Assignment: Data Collection Policies

Introduction

Most data repositories draw a distinction between self-deposit, submission-based, and opportunistic data collecting.

  • Self-deposit is exactly what it sounds like - data producers or collectors upload their data directly to a repository. Curation takes place post-hoc to make sure that there are no viruses, that data are within copyright protections, etc (Typical curation tasks like cleaning of data, creation of additional metadata, structuring of data, etc, are not typically applied to these kinds of collections.)
  • Submission repositories require users to propose a deposit and follow strict guidelines before their data is accepted. Curators in this role act as a gatekeeper for what comes into the repository, and also perform preliminary work that will lead to more useful data over the long-term.
  • Opportunistic is also exactly what it sounds like - data curators serve as the collectors of data and thus are expected to both evaluate as well as prepare the data for eventual deposit into a long-term storage repository.
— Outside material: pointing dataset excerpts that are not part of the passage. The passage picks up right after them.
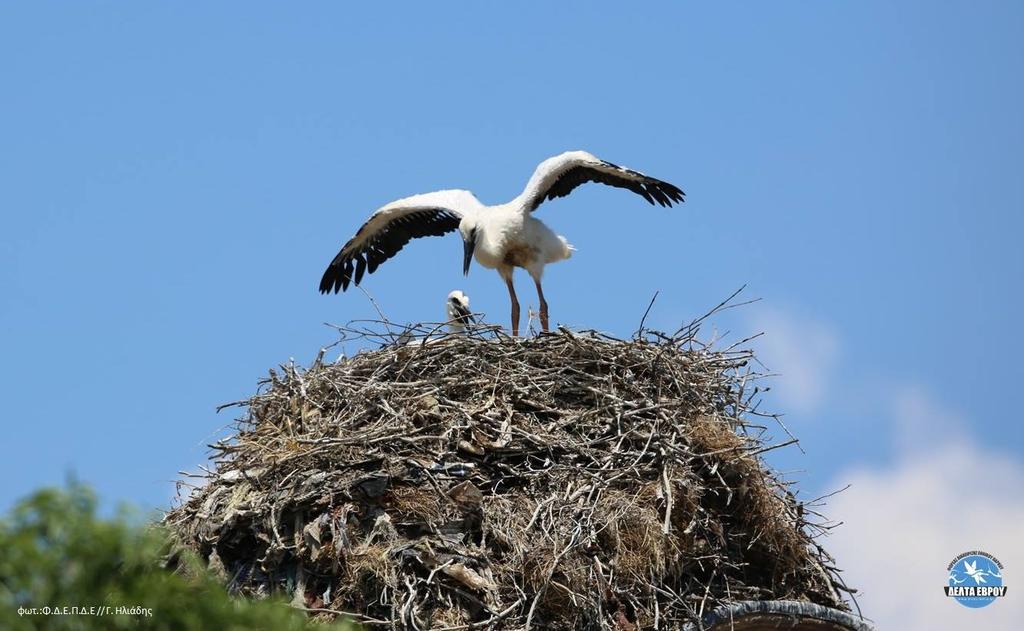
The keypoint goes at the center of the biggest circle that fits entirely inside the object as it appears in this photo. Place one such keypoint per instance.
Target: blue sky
(174, 180)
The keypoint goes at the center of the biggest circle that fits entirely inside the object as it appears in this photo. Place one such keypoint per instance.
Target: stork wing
(560, 175)
(388, 229)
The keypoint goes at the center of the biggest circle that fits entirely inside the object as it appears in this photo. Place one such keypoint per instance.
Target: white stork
(502, 237)
(459, 314)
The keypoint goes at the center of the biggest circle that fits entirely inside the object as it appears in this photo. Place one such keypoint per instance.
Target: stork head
(458, 310)
(469, 232)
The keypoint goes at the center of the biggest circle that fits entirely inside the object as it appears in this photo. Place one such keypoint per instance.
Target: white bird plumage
(459, 314)
(501, 237)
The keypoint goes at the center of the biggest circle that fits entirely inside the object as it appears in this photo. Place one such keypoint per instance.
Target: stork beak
(469, 245)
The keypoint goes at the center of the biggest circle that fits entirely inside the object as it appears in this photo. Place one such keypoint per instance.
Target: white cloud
(904, 522)
(803, 351)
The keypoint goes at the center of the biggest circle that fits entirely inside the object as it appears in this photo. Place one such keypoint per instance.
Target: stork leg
(544, 305)
(515, 303)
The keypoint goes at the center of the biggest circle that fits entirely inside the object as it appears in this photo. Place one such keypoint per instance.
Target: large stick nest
(569, 480)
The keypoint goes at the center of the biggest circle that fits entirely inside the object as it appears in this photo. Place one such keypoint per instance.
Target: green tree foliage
(55, 552)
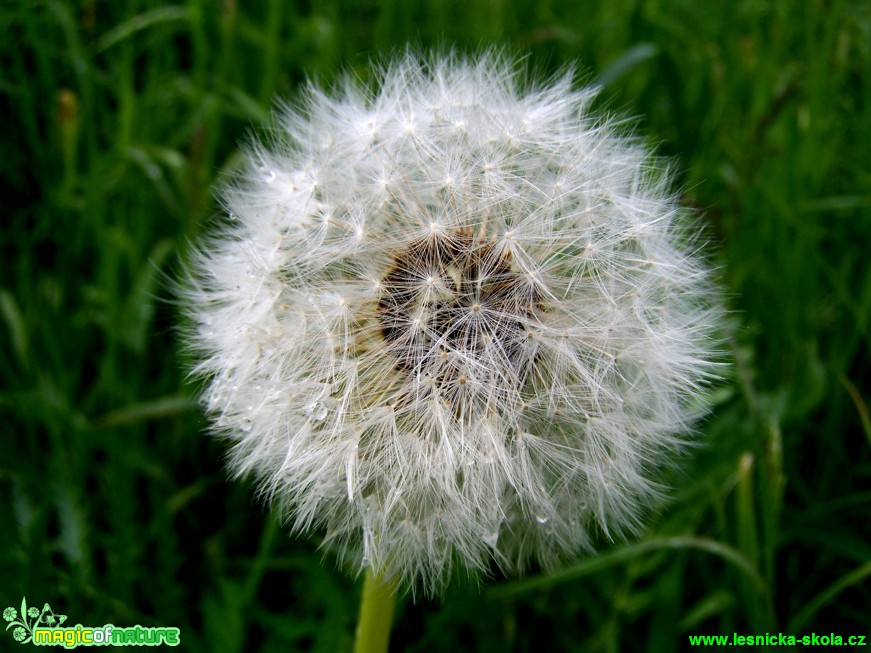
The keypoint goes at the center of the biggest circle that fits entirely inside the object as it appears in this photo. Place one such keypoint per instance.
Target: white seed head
(453, 321)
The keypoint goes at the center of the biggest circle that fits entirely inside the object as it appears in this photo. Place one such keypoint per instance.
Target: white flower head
(453, 321)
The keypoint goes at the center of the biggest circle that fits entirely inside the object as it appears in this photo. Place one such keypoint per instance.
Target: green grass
(114, 508)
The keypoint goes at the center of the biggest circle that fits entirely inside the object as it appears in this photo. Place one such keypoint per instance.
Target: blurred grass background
(114, 508)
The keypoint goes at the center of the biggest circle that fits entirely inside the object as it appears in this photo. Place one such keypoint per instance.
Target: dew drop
(317, 410)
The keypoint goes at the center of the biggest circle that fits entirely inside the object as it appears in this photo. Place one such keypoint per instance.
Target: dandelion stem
(376, 615)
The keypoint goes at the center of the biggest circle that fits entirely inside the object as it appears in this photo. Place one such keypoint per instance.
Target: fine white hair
(453, 320)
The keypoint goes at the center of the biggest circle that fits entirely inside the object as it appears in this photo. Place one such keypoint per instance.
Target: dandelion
(454, 321)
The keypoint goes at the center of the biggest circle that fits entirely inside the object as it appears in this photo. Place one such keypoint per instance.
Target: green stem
(376, 615)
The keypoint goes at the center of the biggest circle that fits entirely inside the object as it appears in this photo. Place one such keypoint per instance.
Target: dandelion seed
(484, 364)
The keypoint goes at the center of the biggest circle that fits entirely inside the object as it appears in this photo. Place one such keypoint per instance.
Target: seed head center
(453, 309)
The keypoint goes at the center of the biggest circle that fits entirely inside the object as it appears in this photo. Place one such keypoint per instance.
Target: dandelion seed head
(455, 321)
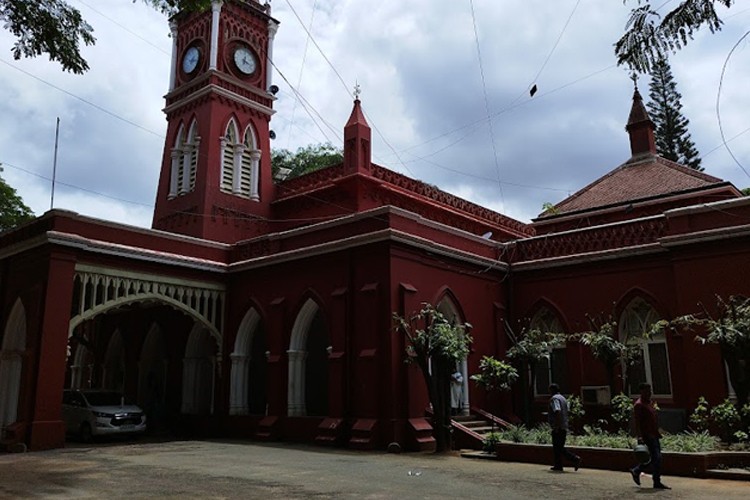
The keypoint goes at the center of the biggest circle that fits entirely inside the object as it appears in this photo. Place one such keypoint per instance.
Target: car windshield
(104, 398)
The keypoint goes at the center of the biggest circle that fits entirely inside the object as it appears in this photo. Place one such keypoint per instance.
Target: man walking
(647, 430)
(558, 420)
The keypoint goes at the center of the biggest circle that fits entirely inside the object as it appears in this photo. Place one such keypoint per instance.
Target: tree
(55, 28)
(730, 330)
(649, 37)
(604, 346)
(13, 211)
(436, 345)
(530, 347)
(305, 160)
(672, 137)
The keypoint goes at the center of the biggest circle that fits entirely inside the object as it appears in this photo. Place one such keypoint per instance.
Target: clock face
(190, 60)
(244, 59)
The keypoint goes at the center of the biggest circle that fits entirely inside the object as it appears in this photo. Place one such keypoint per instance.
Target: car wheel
(85, 433)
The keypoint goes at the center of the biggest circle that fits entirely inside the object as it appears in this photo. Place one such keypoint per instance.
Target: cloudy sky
(444, 86)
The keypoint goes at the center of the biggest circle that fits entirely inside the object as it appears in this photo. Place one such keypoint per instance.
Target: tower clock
(215, 180)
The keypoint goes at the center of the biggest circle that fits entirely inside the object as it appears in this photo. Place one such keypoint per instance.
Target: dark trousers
(559, 450)
(654, 464)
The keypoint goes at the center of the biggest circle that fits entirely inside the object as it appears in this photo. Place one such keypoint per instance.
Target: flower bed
(673, 463)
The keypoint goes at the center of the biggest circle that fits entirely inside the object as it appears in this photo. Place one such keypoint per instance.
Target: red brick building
(256, 308)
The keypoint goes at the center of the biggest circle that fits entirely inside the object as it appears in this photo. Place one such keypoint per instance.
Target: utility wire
(487, 103)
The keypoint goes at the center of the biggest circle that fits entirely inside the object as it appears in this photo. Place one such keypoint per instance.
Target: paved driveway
(221, 469)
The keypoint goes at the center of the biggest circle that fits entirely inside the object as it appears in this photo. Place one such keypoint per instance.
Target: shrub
(700, 418)
(726, 416)
(575, 410)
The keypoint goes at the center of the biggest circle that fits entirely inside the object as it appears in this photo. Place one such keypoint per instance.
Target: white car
(91, 413)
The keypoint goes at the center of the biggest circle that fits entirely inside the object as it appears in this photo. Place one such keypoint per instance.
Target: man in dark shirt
(647, 430)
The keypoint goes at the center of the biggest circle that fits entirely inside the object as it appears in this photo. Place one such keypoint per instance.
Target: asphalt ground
(238, 469)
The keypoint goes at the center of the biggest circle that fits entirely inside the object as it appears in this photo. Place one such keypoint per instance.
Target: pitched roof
(646, 176)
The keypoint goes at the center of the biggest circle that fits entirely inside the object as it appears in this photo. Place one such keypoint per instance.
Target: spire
(640, 128)
(357, 135)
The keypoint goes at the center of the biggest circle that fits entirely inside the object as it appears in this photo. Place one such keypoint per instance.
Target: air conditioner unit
(595, 394)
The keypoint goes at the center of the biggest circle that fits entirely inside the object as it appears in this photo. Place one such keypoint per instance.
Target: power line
(486, 102)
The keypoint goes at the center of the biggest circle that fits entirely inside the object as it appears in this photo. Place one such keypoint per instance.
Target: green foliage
(495, 375)
(435, 344)
(700, 419)
(730, 330)
(13, 211)
(727, 417)
(665, 108)
(490, 441)
(56, 28)
(305, 160)
(649, 36)
(621, 407)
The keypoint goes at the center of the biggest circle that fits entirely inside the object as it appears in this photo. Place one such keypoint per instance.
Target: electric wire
(718, 102)
(487, 103)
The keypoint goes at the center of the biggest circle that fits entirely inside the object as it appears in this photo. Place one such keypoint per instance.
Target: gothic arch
(636, 317)
(249, 367)
(451, 309)
(81, 371)
(96, 291)
(11, 363)
(152, 376)
(307, 393)
(113, 378)
(198, 371)
(554, 369)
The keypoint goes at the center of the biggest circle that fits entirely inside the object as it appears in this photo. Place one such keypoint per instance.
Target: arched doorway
(448, 308)
(308, 363)
(248, 393)
(198, 372)
(113, 378)
(152, 377)
(11, 364)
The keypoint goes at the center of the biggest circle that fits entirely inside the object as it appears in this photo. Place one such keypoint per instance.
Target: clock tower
(215, 180)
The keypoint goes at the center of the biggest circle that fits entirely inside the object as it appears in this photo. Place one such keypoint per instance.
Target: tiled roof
(645, 177)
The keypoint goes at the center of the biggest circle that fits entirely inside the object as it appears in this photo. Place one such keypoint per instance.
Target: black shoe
(636, 477)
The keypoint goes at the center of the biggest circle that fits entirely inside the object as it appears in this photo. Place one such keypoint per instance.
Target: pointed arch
(152, 376)
(198, 371)
(449, 306)
(635, 321)
(192, 147)
(553, 369)
(250, 171)
(113, 378)
(229, 147)
(307, 393)
(11, 364)
(176, 173)
(249, 367)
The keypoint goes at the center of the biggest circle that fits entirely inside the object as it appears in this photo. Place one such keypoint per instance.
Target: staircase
(469, 430)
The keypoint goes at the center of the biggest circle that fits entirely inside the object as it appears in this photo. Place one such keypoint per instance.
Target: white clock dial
(245, 60)
(190, 60)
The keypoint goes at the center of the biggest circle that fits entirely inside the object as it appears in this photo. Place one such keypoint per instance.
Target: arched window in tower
(240, 162)
(228, 144)
(184, 160)
(176, 173)
(636, 320)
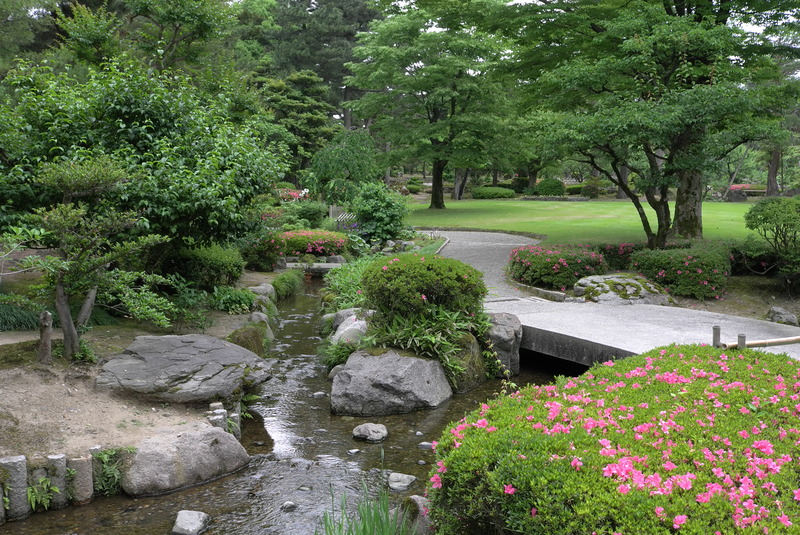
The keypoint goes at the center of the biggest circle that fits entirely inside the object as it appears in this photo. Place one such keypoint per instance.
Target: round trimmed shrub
(550, 187)
(489, 192)
(407, 283)
(558, 266)
(699, 272)
(380, 212)
(316, 242)
(684, 439)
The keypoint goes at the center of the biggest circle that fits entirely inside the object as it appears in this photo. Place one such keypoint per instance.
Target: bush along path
(681, 439)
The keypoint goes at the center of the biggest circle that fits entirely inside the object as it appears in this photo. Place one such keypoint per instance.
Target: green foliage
(777, 220)
(261, 249)
(18, 314)
(208, 266)
(550, 187)
(232, 300)
(343, 284)
(340, 168)
(592, 187)
(434, 332)
(316, 242)
(288, 283)
(108, 479)
(700, 272)
(40, 494)
(408, 284)
(557, 266)
(488, 192)
(674, 439)
(312, 212)
(373, 517)
(380, 212)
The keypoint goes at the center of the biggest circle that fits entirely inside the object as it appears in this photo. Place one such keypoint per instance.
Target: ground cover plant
(564, 222)
(681, 439)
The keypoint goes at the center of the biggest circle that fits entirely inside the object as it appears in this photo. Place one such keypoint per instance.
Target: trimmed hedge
(685, 439)
(699, 272)
(488, 192)
(556, 266)
(316, 242)
(408, 283)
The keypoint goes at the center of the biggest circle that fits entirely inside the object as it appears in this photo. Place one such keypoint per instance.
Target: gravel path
(487, 252)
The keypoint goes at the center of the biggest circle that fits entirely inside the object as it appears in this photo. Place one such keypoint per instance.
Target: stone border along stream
(70, 480)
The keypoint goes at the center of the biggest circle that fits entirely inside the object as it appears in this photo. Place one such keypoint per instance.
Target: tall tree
(429, 89)
(319, 35)
(674, 84)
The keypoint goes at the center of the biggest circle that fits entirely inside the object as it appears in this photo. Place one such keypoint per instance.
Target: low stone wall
(64, 480)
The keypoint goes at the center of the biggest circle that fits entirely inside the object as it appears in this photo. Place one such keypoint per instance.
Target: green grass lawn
(570, 222)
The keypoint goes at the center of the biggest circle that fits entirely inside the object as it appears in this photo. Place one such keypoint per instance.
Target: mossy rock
(254, 337)
(621, 288)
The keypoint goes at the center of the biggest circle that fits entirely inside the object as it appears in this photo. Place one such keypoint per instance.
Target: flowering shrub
(699, 272)
(262, 249)
(407, 283)
(556, 266)
(685, 439)
(316, 242)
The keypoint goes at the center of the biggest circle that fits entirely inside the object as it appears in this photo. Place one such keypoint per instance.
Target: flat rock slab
(390, 383)
(184, 369)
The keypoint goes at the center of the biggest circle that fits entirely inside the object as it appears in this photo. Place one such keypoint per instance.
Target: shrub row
(684, 439)
(557, 266)
(699, 272)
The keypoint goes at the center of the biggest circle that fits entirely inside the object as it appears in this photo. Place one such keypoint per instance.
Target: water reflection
(309, 457)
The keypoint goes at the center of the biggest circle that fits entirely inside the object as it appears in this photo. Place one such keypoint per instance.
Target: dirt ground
(49, 410)
(56, 409)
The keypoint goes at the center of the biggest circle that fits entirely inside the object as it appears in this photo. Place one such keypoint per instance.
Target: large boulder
(621, 289)
(180, 457)
(506, 336)
(388, 383)
(184, 369)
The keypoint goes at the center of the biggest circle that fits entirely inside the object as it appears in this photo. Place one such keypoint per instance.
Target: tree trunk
(624, 172)
(437, 184)
(71, 336)
(772, 173)
(45, 352)
(689, 205)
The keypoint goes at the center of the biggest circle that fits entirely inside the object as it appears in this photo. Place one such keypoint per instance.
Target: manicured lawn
(570, 222)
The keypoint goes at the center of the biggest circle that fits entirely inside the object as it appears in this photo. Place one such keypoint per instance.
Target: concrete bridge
(589, 332)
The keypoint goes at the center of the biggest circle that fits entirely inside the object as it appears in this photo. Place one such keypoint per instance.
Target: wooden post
(45, 338)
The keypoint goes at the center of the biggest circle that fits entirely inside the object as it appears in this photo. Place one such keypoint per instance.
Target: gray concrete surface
(588, 332)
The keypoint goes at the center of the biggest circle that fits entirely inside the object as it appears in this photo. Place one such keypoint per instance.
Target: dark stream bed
(307, 455)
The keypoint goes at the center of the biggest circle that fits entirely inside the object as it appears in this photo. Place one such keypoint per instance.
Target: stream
(307, 456)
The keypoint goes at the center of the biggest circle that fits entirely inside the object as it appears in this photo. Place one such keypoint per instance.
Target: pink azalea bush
(683, 439)
(316, 242)
(699, 272)
(554, 266)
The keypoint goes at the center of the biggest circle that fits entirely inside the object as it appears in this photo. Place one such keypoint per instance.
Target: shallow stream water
(307, 455)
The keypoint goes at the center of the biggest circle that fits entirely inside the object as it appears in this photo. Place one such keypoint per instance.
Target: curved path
(588, 332)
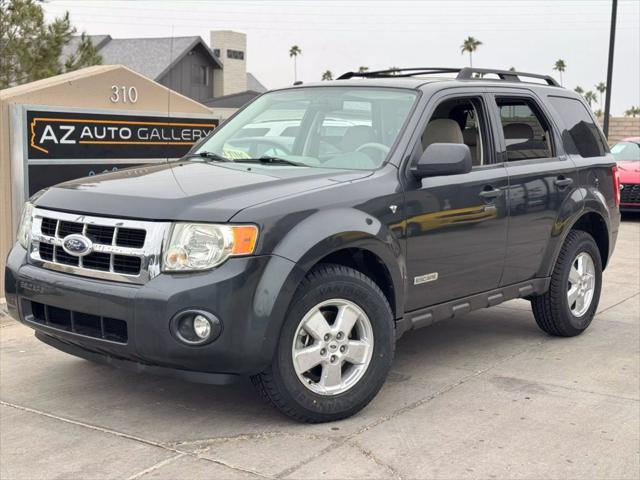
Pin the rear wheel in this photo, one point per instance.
(568, 307)
(335, 348)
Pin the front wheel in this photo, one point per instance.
(335, 348)
(568, 307)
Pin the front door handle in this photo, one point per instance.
(563, 181)
(489, 192)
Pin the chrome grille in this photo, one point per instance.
(122, 250)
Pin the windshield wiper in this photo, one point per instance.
(207, 156)
(269, 160)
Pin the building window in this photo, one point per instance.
(235, 54)
(200, 74)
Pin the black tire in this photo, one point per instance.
(552, 310)
(280, 385)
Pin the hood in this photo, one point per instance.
(629, 171)
(196, 191)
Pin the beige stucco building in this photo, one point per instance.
(113, 91)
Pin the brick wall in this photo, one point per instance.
(622, 127)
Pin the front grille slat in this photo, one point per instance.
(630, 193)
(123, 250)
(86, 324)
(109, 235)
(130, 237)
(63, 257)
(67, 228)
(97, 261)
(100, 234)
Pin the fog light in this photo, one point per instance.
(195, 327)
(201, 327)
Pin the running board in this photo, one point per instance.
(442, 311)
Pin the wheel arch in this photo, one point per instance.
(590, 221)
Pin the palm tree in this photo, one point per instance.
(632, 112)
(560, 66)
(601, 87)
(293, 53)
(590, 97)
(470, 45)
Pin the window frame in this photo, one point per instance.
(557, 150)
(592, 117)
(414, 149)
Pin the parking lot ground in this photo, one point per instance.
(487, 395)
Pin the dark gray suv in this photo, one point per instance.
(312, 229)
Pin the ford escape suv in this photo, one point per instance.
(387, 202)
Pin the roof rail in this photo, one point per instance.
(398, 72)
(465, 73)
(508, 75)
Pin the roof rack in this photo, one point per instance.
(466, 73)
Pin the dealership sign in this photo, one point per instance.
(82, 136)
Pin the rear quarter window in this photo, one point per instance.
(585, 138)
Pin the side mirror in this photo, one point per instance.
(443, 159)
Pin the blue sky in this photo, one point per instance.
(343, 35)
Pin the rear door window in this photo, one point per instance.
(527, 134)
(585, 135)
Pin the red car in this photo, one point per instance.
(627, 154)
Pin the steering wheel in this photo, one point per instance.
(380, 147)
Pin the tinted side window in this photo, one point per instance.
(583, 132)
(526, 131)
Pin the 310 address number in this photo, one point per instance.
(123, 94)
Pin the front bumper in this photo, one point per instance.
(630, 207)
(249, 295)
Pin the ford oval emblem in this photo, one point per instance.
(77, 245)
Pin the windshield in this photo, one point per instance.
(323, 127)
(626, 151)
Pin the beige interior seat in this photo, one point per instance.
(518, 131)
(441, 130)
(356, 136)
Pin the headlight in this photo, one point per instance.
(199, 246)
(24, 228)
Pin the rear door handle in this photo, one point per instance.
(489, 192)
(563, 182)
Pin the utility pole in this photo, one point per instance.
(612, 41)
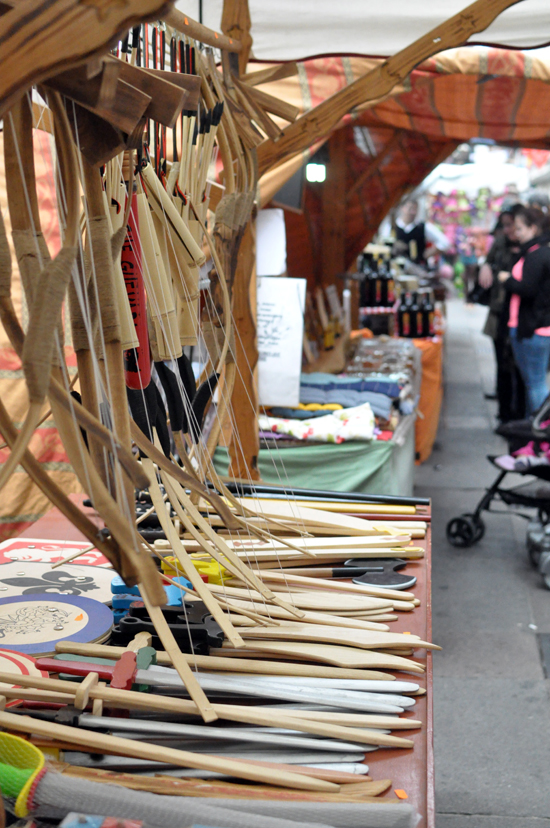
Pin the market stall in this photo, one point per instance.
(169, 632)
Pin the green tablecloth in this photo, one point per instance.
(375, 468)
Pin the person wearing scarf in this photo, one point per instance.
(529, 319)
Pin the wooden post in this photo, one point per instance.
(245, 444)
(236, 24)
(333, 259)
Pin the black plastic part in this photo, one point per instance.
(198, 406)
(465, 530)
(161, 423)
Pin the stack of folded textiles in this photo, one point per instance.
(365, 403)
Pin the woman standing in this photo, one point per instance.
(502, 256)
(529, 317)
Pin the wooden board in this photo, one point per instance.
(309, 617)
(338, 656)
(33, 624)
(304, 517)
(310, 600)
(367, 639)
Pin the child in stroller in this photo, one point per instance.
(529, 444)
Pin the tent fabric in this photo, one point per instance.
(287, 30)
(21, 502)
(374, 467)
(459, 94)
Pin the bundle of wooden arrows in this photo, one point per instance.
(275, 665)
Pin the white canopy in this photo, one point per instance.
(297, 29)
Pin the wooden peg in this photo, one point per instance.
(142, 639)
(82, 695)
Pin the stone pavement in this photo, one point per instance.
(491, 696)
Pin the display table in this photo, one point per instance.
(378, 467)
(411, 771)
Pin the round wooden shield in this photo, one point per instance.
(32, 578)
(24, 665)
(33, 624)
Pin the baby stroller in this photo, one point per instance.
(467, 529)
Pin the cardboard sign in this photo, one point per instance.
(280, 327)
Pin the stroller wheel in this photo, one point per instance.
(478, 524)
(464, 530)
(534, 553)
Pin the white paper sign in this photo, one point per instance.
(270, 243)
(280, 327)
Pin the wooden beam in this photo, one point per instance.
(377, 83)
(272, 104)
(334, 210)
(186, 25)
(39, 38)
(273, 73)
(245, 444)
(236, 24)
Regardless of how data are acquired there should be clear criteria for which kinds or types of content are relevant to a repository, and which are not. This criteria might also include the size, formats, and even subjects of a data collection. Libraries and Archives have historically referred to these kinds of policies as collection development. Data collections (or data repositories) differ in terms of their collection policies in that they are concerned with not only what types of data should be collected, but also what form and with what additional relevant resources should data be accepted. In short, a data collection policy brings together the readings and lecture we did around data cleaning, packaging, and sharing.

Here are some valuable examples:

Protocol Deliverable
Establish the policies that will govern your data collection policy. This should include (at minimum):

  • What are the criteria that make a dataset, or collection, relevant to your protocol? What, if anything, might exclude a relevant dataset?
  • What will you require to be included for a minimum viable package of data? (e.g. the data must have a clear license, a format that is (or can be converted to) an open standard, and enough contextual documentation that structured metadata can be created).
  • What formats will you accept, and what formats will you not accept?
  • How big can a collection be (in size)?
  • What kind of preservation guarantees will you make for each format?

You should feel free to LIBERALLY borrow from existing repository policies or protocols that we have looked at this quarter. You should also feel empowered to look at other protocols, or other repositories and decide how to answer some of these questions.